L’isola
Lampedusa fa parte del gruppo di isole denominate Pelagie. Questo nome significa “d’alto mare” e meglio di ogni altra cosa rappresenta questo minuscolo arcipelago così particolare. Ultimo lembo dello Stato Italiano, con cui non ha proprio nulla in comune, è un piccolo pezzo d’Africa che il destino ci ha regalato. Le Pelagie sono situate nel Canale di Sicilia, all’interno del Golfo di Gabes.
Lampedusa, con i suoi 20 Kmq di superficie, è l’isola più a Sud, a 205 Km dalla Sicilia. Poggia sulla piattaforma continentale africana, distando dall’Africa meno di 90 Km ed il tratto di mare che la separa dalla Tunisia non supera mai i 120 m di profondità; al contrario fra Malta o la Sicilia il mare oltrepassa di gran lunga i 1000 m. Le sue coste, alte a nord, basse e frastagliate a sud, si snodano in tante calette, impreziosite da un’acqua trasparente che consente di vedere i fondali anche ad oltre 50 m di profondità.
L’Area Marina Protetta e la Riserva Naturale Orientata
L’importante valore naturalistico di questa isola è tutelato dall’istituzione di una Area Marina Protetta, istituita dal Ministero dell’Ambiente nel 2003 e gestita dal Comune di Lampedusa e Linosa e di una Riserva Naturale Orientata istituita dalla Regione Siciliana nel 1996, che ha individuato come ente gestore Legambiente.
La R.N.O. ha lo scopo di tutelare e conservare un ambiente naturale di valore, classificato come sito d’interesse comunitario per la presenza di specie animali e vegetali ed habitat rari minacciati di estinzione.

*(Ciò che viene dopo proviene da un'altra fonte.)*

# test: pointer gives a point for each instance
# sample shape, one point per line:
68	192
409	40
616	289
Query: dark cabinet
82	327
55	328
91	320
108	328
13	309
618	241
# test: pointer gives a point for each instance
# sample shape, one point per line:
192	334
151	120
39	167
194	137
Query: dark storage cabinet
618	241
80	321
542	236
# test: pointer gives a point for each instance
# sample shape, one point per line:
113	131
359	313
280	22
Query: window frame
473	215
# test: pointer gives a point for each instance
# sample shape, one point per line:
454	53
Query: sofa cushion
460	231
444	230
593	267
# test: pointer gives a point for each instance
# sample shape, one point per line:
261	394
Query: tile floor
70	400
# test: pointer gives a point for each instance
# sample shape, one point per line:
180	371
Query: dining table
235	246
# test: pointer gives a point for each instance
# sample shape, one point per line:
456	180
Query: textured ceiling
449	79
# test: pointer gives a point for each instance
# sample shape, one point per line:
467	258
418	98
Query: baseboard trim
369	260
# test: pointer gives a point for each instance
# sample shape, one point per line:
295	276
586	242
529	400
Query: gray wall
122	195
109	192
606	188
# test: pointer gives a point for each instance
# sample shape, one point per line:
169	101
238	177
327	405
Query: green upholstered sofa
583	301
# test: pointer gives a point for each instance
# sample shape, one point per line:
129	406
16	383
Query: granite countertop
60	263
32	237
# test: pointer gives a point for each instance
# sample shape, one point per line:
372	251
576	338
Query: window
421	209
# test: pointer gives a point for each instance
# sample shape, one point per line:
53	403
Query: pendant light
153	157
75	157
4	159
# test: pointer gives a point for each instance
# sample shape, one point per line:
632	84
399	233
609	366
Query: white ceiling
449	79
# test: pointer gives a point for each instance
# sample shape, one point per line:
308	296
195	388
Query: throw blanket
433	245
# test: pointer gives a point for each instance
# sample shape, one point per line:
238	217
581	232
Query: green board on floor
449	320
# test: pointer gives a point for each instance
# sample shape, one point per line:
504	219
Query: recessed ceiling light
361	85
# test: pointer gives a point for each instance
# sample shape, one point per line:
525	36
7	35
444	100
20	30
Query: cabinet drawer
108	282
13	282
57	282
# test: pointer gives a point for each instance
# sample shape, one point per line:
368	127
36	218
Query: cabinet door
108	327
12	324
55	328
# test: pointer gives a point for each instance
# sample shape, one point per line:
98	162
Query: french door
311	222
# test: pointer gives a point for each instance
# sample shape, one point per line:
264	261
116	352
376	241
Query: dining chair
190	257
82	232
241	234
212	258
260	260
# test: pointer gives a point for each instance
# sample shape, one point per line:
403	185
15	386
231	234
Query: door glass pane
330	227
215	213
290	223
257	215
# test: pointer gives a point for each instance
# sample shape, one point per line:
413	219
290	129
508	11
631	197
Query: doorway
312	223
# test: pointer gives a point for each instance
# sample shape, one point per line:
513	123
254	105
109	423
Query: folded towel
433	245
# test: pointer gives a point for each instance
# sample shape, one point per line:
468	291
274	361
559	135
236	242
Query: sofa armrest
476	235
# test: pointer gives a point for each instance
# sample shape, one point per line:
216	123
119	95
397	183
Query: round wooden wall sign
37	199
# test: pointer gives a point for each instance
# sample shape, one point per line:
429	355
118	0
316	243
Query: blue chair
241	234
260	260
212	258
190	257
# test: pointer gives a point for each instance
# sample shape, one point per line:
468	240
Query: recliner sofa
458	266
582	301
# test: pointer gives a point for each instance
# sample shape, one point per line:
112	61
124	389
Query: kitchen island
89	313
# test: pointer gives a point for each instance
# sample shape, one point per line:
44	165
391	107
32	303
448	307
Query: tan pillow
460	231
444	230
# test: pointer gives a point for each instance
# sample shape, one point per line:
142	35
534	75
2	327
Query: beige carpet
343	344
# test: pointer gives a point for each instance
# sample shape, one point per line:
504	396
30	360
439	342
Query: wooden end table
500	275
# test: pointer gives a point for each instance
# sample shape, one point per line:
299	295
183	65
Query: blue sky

Essa si estende su una superficie di circa 320 ettari lungo un tratto incontaminato della costa meridionale di Lampedusa, che va da Cala Greca sino al Vallone dell’Acqua ed è delimitata a nord dalla strada che conduce a Ponente.
La riserva comprende al suo interno i caratteristici valloni di Cala Galera, della Forbice e del Profondo, le aree di macchia mediterranea ricostituita dal Corpo Forestale della Regione Sicilia, e la bella spiaggia dei Conigli.

Un po’ di storia
Lampedusa occupa una posizione importante nel Mediterraneo; toccata da diverse civiltà, fra cui i Greci ed i Romani, ne nasconde i preziosi reperti archeologici.
Nel 1878 Lampedusa e Linosa divennero un Comune e fu questo il periodo in cui l’economia insulare raggiunse il massimo splendore, seguito poi da periodi di estremo isolamento.
Dagli anni ‘80 il boom turistico ha cambiato radicalmente il livello di vita e le tradizioni marinare hanno subito un duro colpo. Dal 1990 l’Università di Roma ed il WWF Italia conducono un programma di salvaguardia e cura delle tartarughe marine: l’impegno prodigato è diventato motivo di attrazione per le migliaia di turisti estivi; la tartaruga infatti è assurta a simbolo ormai dell’Isola stessa.